7.書く前に、必ずブレインストーミングをする。
原稿用紙に書き始める前、5〜10分は、必ず「ブレスト」をする。この時間は無駄ではない。何をどう書くか、構成は、組み立てはどうする、キーワードは、キーセンテンスは、等、練習時と同じように考える。使えると思ったものはメモ、過去の自分の作品の中に使えるものがあるか、脳内ファイルを高速で繰る。
本番の試験は、一発勝負。まず、書き直しはできないと思ってよい。ただ、「問題意識を持ち、批判的に考察する」ことを自分のものにし、「考察の座標軸」が定まっているなら、余裕を持って見通しを立てられるはず。
8.全体を通して、キーとなる言葉を意識的に使う。
主張となるキーワードはもちろん、主張につながるキーワードも意識して取捨選択する。それぞれの点が線となり、自然に主張につながるのが理想。小論文では、キーワード間に論理の飛躍が、ある程度あるのは想定内、というより、読者に「ここの所をもっと詳しく聞いてみたい」と思わせられるか。新しいトピックを付け足さず、さらに詳しく書けるのか。
接続詞や副詞も意識せよ。無意識に鉛筆が走るままに使わない。ここ一番で効果的に使用せよ。また、上級学年になるほど、ことわざ、慣用句、故事成語等の効果的な使用は難しくなる。

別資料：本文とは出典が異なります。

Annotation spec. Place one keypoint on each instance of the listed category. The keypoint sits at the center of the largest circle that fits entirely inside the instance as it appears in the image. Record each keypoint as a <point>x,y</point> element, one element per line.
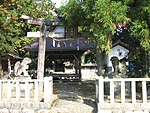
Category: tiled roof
<point>67,45</point>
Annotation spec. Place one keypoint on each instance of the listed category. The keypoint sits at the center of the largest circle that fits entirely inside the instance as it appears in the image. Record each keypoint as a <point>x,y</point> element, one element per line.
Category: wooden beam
<point>33,34</point>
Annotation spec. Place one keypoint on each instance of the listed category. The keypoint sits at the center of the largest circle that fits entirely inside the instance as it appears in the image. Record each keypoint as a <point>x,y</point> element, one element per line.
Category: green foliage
<point>13,28</point>
<point>72,13</point>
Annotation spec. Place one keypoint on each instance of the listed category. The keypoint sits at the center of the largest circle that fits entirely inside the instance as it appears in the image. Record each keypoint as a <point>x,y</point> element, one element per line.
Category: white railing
<point>132,94</point>
<point>26,93</point>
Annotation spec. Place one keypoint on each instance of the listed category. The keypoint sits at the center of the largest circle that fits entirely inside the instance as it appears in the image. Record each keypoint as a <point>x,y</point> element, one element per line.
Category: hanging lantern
<point>83,43</point>
<point>58,45</point>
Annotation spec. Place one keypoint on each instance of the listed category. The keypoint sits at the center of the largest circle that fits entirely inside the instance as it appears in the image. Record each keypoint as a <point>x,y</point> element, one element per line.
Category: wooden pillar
<point>41,53</point>
<point>41,58</point>
<point>79,65</point>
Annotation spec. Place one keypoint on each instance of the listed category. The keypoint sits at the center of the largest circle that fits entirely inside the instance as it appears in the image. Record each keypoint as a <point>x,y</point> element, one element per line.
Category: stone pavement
<point>74,97</point>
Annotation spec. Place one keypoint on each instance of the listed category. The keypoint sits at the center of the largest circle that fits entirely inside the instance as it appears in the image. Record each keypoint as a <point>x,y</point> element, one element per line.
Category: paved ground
<point>74,97</point>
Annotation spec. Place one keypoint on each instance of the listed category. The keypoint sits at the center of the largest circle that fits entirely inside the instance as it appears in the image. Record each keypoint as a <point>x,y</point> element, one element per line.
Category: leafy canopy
<point>13,29</point>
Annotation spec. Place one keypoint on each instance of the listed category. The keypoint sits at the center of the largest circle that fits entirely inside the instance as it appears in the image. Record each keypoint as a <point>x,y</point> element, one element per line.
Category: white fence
<point>26,94</point>
<point>123,95</point>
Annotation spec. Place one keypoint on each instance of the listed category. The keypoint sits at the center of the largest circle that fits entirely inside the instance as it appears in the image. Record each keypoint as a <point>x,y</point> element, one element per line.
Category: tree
<point>13,29</point>
<point>100,19</point>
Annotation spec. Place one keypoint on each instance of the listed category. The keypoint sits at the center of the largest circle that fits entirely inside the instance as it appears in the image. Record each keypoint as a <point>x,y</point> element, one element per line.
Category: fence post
<point>122,91</point>
<point>101,90</point>
<point>36,91</point>
<point>97,90</point>
<point>133,92</point>
<point>48,89</point>
<point>144,91</point>
<point>0,91</point>
<point>111,91</point>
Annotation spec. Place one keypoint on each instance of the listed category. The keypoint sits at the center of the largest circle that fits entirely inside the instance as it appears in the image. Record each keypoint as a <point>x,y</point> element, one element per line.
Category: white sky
<point>59,2</point>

が、使えると思ったら挑戦してもよい。
9.書く前、書いている途中、提出する前に、注意点を確認する。
組み立て、構成が決まれば、一気呵成に仕上げることになるが、はやる筆をやや抑え、大幅な書き直しはできないことを胸に、慎重に書き進めよう。途中で浮かんだ、キーワードやフレーズは、どこで使うかを考えつつメモしておく。

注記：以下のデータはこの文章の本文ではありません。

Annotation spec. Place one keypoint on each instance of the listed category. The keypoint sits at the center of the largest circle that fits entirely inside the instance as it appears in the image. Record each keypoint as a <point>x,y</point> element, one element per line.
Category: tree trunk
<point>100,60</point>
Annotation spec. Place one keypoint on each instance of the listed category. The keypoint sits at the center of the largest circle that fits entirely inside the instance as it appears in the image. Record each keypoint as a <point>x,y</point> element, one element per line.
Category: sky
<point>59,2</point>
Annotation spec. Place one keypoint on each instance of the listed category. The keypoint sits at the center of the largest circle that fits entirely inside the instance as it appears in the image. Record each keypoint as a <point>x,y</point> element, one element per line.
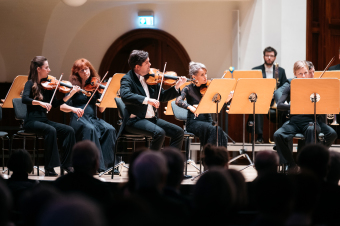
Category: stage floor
<point>249,174</point>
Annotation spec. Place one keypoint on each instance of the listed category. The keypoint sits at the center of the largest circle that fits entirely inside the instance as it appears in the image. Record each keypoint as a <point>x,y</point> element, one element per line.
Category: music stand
<point>14,92</point>
<point>315,96</point>
<point>244,74</point>
<point>111,89</point>
<point>247,93</point>
<point>218,91</point>
<point>107,100</point>
<point>327,74</point>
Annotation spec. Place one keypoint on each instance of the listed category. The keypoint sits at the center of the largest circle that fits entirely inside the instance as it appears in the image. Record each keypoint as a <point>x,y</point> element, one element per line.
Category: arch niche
<point>161,46</point>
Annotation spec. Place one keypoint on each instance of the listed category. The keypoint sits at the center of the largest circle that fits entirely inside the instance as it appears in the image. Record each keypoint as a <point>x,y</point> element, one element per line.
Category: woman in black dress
<point>89,127</point>
<point>199,124</point>
<point>37,100</point>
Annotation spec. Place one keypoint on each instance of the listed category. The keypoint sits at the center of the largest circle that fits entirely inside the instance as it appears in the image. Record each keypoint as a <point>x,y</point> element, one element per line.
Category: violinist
<point>141,101</point>
<point>37,101</point>
<point>199,124</point>
<point>85,123</point>
<point>298,124</point>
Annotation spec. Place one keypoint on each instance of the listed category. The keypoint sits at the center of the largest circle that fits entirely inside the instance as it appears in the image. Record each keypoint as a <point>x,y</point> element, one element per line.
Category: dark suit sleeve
<point>283,77</point>
<point>168,94</point>
<point>127,94</point>
<point>281,106</point>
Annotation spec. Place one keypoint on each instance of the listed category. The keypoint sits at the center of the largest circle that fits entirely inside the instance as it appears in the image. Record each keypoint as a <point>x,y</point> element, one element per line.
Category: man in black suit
<point>141,101</point>
<point>268,71</point>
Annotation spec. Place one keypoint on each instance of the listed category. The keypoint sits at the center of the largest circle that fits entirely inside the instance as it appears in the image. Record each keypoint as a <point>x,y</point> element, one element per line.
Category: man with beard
<point>268,71</point>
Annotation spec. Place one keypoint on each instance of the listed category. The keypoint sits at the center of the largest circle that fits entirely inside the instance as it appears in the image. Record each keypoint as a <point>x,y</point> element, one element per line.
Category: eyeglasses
<point>84,69</point>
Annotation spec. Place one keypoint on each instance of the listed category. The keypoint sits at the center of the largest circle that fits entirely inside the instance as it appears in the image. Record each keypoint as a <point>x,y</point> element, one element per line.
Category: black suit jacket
<point>282,74</point>
<point>335,68</point>
<point>133,94</point>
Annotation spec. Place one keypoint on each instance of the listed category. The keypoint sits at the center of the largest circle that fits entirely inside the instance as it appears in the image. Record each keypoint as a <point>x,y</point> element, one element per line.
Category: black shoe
<point>67,169</point>
<point>259,141</point>
<point>50,173</point>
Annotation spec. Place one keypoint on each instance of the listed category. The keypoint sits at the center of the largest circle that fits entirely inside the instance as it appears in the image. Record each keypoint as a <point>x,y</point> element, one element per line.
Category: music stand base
<point>120,164</point>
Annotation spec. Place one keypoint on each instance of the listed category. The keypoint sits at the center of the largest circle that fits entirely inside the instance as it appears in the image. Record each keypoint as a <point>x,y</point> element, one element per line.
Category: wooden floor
<point>249,174</point>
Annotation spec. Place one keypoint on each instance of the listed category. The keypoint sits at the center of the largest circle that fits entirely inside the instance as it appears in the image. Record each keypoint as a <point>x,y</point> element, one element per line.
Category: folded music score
<point>111,91</point>
<point>15,91</point>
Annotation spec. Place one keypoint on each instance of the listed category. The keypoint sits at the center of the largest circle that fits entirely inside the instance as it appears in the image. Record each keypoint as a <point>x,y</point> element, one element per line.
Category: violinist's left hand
<point>74,90</point>
<point>181,80</point>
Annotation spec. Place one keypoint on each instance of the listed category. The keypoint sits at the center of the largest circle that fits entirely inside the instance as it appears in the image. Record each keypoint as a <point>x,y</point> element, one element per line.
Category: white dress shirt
<point>269,71</point>
<point>150,113</point>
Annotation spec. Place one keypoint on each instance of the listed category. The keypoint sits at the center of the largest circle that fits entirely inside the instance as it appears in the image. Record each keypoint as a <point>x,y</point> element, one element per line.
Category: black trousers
<point>157,129</point>
<point>284,137</point>
<point>51,130</point>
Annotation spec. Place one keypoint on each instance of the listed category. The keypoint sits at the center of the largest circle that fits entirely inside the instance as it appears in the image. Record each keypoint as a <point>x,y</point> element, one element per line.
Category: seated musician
<point>37,100</point>
<point>268,71</point>
<point>141,100</point>
<point>298,124</point>
<point>85,123</point>
<point>199,124</point>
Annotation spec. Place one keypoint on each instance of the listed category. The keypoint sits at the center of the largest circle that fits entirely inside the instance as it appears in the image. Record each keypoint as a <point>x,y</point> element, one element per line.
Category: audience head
<point>241,188</point>
<point>72,211</point>
<point>266,162</point>
<point>150,171</point>
<point>5,203</point>
<point>314,158</point>
<point>20,162</point>
<point>85,157</point>
<point>334,169</point>
<point>214,194</point>
<point>215,156</point>
<point>175,163</point>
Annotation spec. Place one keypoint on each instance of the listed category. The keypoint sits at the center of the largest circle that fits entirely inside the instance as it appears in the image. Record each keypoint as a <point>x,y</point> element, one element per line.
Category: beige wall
<point>63,33</point>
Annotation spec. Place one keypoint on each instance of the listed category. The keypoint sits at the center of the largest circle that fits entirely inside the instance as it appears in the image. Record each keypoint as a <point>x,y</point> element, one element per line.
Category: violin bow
<point>329,64</point>
<point>94,92</point>
<point>56,88</point>
<point>160,88</point>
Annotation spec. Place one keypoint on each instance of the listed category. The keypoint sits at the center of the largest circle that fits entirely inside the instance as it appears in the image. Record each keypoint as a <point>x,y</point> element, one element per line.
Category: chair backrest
<point>120,107</point>
<point>20,109</point>
<point>180,114</point>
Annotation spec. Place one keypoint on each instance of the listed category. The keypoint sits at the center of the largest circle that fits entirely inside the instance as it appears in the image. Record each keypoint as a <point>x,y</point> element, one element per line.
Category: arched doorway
<point>161,46</point>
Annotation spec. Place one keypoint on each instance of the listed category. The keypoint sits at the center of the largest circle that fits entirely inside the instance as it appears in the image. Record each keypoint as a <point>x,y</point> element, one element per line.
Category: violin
<point>95,82</point>
<point>51,83</point>
<point>155,76</point>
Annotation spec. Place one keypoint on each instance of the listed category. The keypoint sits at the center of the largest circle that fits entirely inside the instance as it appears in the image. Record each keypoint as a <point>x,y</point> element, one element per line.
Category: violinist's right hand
<point>78,111</point>
<point>193,110</point>
<point>45,105</point>
<point>154,103</point>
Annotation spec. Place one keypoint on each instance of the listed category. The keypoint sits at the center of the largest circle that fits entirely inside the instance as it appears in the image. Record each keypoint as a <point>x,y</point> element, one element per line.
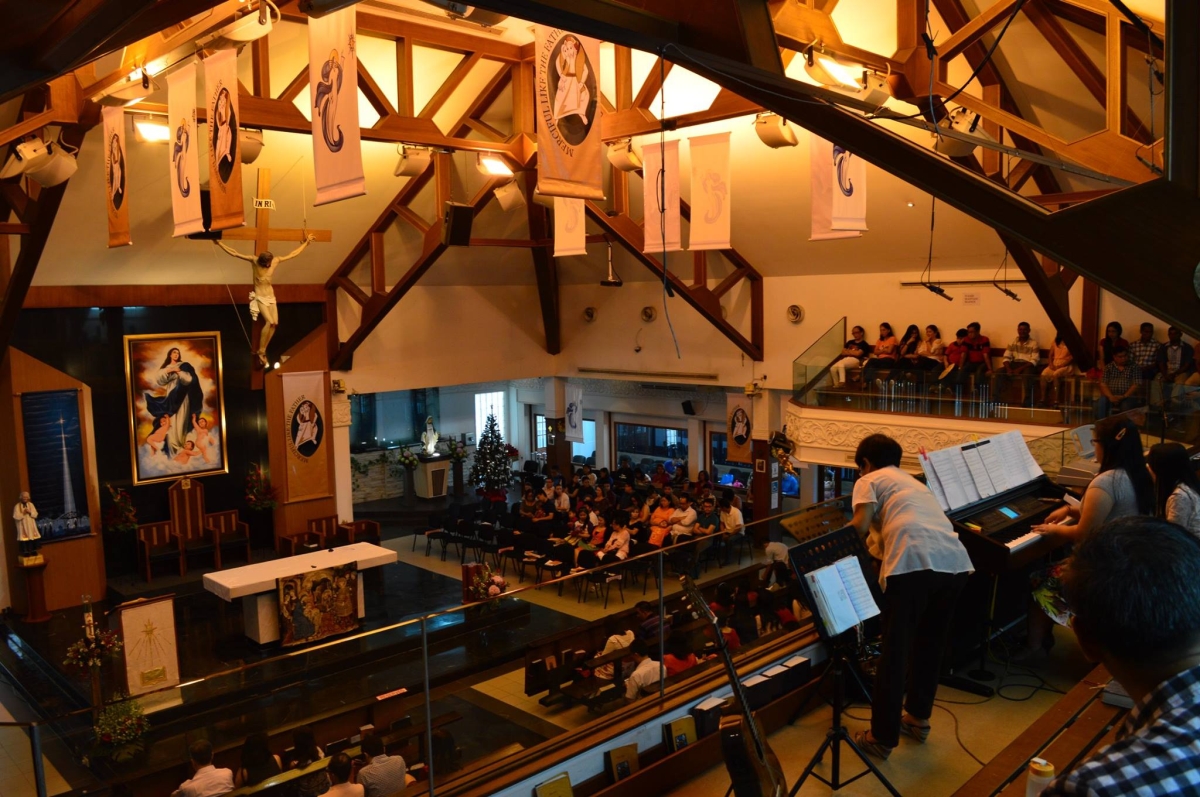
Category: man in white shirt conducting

「主張」→「根拠」と書き進めたら、「譲歩」の前で一呼吸、当初考えていたので良いか吟味する。さらに、「譲歩」まで書き終えたら、全体を再度、俯瞰、第一段落と呼応するよう、最終段落をキメル。
10.以上を心に留めた上で、何をどう書こうと本来は自由である。
これは、常に心の隅に置いておこう。批判的思考の基本だ。ただ、「自由」の意味を履き違えないことも基本だ。それがわかった上で、自由奔放に書くなら、それもよいかも。
・テーマに対し、どのような体験から、何を考えたか、悩んだか、喜びを共有したか、そこから他人に伝えたい何(主張)が生まれたかを書きたい。 ・相手は大学教授、知識では負ける。「思考過程」「経験」で、ほおーっと感心させる。 |
[その他:練習中は]
1.履修した小論文教室の復習をしてから書く。
2.コピーしなければ、過去の作品の題材を使ってよい。さらに、深める方向で。
3.調べた語句や言い回しはメモをする。
4.780字から1000字書く。